There are big plans for a small town in Nevada. When a world famous architect is commissioned to design a completely enclosed city, he hires a young apprentice named Burke Isadore to translate his sketches into a three-dimensional computer model. The ambitious project is called New Moon City.
Burke is a man of his word. When he makes a promise, he intends to keep it. He has promised himself to make a difference in the world, and he sees the new city's design as a solution to environmental degradation, homelessness and isolation. But his youthful idealism leaves him with a blind spot to the intentions of others who are using the project to further their own goals, contradictory to the original vision.
To complicate matters, there are some long-term employees of the master architect who are not well suited to the challenge of building the city.

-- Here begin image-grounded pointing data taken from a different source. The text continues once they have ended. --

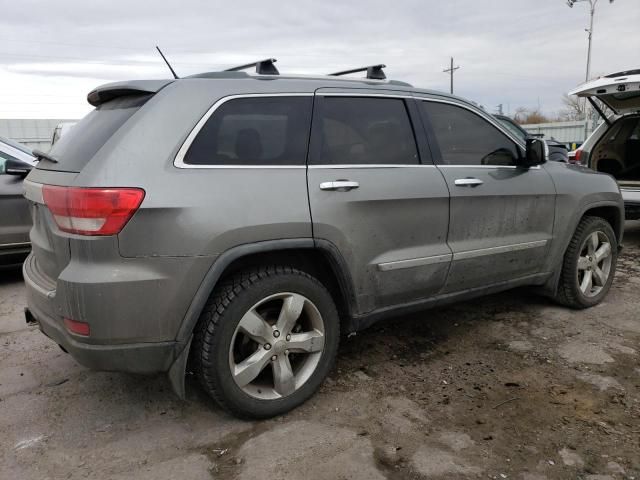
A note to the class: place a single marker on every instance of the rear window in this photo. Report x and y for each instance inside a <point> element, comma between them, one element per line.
<point>254,131</point>
<point>74,150</point>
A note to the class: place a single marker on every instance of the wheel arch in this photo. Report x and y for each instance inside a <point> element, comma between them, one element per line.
<point>609,211</point>
<point>318,258</point>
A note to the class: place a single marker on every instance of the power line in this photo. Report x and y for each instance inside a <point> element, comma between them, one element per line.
<point>450,71</point>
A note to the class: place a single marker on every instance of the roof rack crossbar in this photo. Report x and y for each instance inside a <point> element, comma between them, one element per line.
<point>263,67</point>
<point>374,72</point>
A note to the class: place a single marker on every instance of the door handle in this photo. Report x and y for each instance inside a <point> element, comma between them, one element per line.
<point>468,182</point>
<point>339,185</point>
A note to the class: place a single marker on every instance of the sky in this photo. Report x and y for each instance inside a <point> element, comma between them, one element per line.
<point>518,53</point>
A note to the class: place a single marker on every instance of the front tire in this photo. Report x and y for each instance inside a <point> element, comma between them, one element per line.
<point>589,264</point>
<point>266,340</point>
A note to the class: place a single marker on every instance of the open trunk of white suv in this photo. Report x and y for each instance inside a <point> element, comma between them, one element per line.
<point>614,147</point>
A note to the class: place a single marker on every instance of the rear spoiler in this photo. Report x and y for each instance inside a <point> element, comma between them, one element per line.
<point>107,92</point>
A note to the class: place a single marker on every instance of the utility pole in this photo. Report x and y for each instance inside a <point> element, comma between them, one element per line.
<point>592,11</point>
<point>450,71</point>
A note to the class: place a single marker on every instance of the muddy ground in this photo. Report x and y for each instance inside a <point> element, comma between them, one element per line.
<point>510,386</point>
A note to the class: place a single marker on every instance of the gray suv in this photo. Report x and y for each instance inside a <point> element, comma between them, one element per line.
<point>234,225</point>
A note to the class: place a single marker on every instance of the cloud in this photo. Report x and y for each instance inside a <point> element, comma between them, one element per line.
<point>517,53</point>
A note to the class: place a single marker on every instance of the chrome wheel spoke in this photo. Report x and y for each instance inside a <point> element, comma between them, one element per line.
<point>583,263</point>
<point>247,370</point>
<point>599,278</point>
<point>309,342</point>
<point>603,252</point>
<point>289,332</point>
<point>254,326</point>
<point>291,309</point>
<point>592,243</point>
<point>587,282</point>
<point>284,382</point>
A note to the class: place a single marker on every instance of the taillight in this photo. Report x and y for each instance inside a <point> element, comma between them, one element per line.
<point>92,211</point>
<point>79,328</point>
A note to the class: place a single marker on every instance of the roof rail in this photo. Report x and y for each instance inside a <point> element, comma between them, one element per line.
<point>374,72</point>
<point>263,67</point>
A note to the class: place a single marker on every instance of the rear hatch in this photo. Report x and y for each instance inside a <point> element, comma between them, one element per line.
<point>115,105</point>
<point>619,91</point>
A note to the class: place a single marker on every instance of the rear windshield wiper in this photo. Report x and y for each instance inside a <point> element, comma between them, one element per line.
<point>40,155</point>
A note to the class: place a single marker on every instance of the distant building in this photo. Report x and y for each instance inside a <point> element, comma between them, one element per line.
<point>34,133</point>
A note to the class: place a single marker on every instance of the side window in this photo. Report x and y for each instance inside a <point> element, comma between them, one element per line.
<point>363,130</point>
<point>465,138</point>
<point>254,131</point>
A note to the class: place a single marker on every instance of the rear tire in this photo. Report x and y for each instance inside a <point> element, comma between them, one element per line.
<point>589,264</point>
<point>266,340</point>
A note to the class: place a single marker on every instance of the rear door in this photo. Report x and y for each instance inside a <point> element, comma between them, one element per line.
<point>501,215</point>
<point>376,196</point>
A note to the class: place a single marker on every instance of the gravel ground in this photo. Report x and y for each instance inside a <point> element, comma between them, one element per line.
<point>510,386</point>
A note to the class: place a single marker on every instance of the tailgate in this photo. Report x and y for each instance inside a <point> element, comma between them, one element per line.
<point>50,247</point>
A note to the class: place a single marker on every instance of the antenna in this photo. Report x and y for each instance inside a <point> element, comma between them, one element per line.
<point>450,71</point>
<point>167,62</point>
<point>263,67</point>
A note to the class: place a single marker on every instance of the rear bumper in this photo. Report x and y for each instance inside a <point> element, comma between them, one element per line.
<point>138,357</point>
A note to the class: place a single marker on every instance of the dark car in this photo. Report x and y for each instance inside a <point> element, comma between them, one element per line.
<point>16,161</point>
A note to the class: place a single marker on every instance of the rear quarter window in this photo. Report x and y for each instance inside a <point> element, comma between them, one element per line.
<point>74,150</point>
<point>254,131</point>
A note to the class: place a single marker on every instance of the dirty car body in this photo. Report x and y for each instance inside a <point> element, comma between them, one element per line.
<point>385,230</point>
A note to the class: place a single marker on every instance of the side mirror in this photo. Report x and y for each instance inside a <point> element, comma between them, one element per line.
<point>15,167</point>
<point>536,153</point>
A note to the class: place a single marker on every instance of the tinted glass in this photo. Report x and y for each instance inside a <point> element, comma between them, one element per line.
<point>353,131</point>
<point>465,138</point>
<point>74,150</point>
<point>254,131</point>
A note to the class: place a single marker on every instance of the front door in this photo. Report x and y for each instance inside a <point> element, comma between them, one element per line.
<point>377,197</point>
<point>501,216</point>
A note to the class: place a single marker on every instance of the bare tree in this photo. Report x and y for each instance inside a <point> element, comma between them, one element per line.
<point>526,116</point>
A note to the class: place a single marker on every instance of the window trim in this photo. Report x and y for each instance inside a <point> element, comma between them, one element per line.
<point>494,122</point>
<point>179,162</point>
<point>412,122</point>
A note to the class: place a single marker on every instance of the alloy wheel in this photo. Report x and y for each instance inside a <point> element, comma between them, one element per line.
<point>594,263</point>
<point>277,346</point>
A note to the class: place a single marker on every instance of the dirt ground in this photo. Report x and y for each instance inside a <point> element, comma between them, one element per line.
<point>510,386</point>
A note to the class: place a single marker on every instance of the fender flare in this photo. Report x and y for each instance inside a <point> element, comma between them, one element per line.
<point>184,336</point>
<point>552,284</point>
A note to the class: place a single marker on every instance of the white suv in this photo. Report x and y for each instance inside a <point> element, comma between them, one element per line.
<point>614,147</point>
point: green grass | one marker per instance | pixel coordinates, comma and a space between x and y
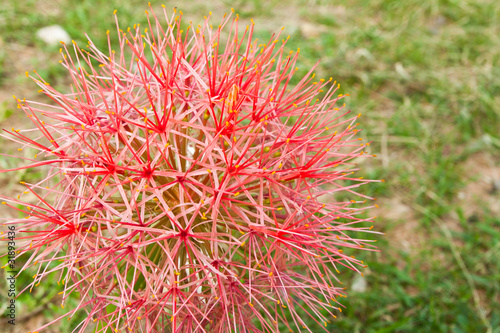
426, 77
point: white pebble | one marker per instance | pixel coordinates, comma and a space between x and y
53, 35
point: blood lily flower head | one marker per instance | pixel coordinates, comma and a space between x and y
184, 184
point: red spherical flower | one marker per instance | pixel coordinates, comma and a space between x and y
184, 184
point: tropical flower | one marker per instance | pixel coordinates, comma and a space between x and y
190, 187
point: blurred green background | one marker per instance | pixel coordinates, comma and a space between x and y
424, 74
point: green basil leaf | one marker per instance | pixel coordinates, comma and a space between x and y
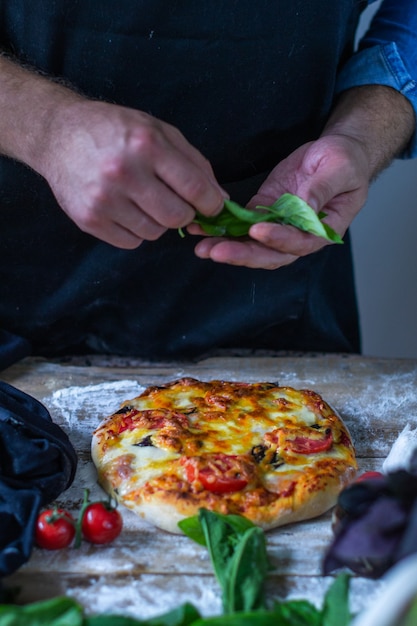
292, 210
191, 526
237, 550
336, 603
246, 573
235, 220
59, 611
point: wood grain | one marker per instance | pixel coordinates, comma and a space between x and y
147, 571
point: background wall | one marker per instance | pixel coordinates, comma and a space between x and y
385, 254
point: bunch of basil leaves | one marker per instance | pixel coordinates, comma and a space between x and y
238, 553
235, 220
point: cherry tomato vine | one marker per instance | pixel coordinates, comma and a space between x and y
98, 522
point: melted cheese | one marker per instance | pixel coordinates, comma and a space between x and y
190, 418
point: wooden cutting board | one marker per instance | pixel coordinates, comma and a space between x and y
148, 571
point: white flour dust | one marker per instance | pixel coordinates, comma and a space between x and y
92, 402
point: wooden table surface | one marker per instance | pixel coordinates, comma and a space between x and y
147, 571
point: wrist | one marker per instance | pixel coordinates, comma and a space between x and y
378, 118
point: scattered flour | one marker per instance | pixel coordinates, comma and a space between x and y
94, 401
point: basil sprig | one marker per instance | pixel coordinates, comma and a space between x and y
235, 220
238, 554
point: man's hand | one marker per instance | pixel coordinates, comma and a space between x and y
331, 174
120, 174
125, 176
367, 129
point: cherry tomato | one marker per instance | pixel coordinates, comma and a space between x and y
55, 529
101, 523
222, 474
306, 445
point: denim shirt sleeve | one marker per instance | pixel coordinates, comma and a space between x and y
387, 55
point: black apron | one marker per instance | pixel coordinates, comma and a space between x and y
246, 83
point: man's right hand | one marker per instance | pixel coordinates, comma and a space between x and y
119, 174
124, 176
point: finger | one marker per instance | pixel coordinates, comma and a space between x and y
160, 204
286, 239
190, 178
115, 235
249, 254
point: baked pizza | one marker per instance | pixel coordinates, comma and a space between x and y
272, 454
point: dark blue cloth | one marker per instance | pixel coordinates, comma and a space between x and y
12, 349
246, 84
37, 463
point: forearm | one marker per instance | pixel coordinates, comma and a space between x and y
380, 118
29, 104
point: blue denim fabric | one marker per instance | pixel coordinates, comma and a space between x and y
387, 55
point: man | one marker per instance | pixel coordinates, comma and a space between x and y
131, 119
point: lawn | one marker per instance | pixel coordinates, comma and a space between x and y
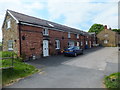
20, 70
112, 81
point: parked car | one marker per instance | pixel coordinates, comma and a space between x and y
73, 50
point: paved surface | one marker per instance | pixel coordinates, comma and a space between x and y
84, 71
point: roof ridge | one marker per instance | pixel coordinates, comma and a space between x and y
45, 20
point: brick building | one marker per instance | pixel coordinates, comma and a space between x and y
33, 36
107, 37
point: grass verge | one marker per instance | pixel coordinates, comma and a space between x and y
20, 70
112, 81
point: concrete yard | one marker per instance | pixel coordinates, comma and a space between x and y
83, 71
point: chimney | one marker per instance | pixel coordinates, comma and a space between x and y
105, 27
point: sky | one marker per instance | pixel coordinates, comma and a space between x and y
79, 14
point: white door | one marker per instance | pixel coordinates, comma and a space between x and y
45, 48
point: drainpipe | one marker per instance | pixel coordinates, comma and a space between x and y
19, 37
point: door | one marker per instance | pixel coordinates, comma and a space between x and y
90, 44
45, 48
71, 43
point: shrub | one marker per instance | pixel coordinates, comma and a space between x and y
8, 54
112, 81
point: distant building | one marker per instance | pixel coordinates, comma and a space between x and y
107, 37
34, 36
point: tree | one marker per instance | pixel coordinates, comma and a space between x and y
116, 30
96, 28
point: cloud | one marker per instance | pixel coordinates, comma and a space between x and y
82, 14
23, 6
79, 14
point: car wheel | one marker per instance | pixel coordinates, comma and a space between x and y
75, 54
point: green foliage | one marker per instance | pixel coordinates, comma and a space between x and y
96, 28
112, 81
0, 43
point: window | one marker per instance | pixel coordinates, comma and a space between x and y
45, 31
105, 41
71, 43
77, 36
69, 35
57, 44
106, 35
77, 43
10, 45
8, 24
81, 43
86, 42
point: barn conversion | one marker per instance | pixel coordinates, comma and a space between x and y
27, 35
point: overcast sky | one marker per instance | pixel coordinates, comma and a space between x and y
80, 14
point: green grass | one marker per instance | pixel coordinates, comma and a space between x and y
112, 81
19, 70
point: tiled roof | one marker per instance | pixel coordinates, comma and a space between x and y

It falls to Burke to resolve an issue caused by their foolish antics.
A newspaper reporter named Aliyah Estrella questions the entire premise of the enclosed city, known as an arcology. She thinks she would feel trapped inside a giant anthill if she were forced to live there. She also knows the local ranchers are not happy with the project, and some of her articles in the small-town newspaper raise the hackles of the powerful people behind the construction of New Moon City.
The Arcs is the first book of The New Moon Trilogy. It examines the power and endurance of a promise over generations, as it follows the thread of one man's word through the tapestry of time.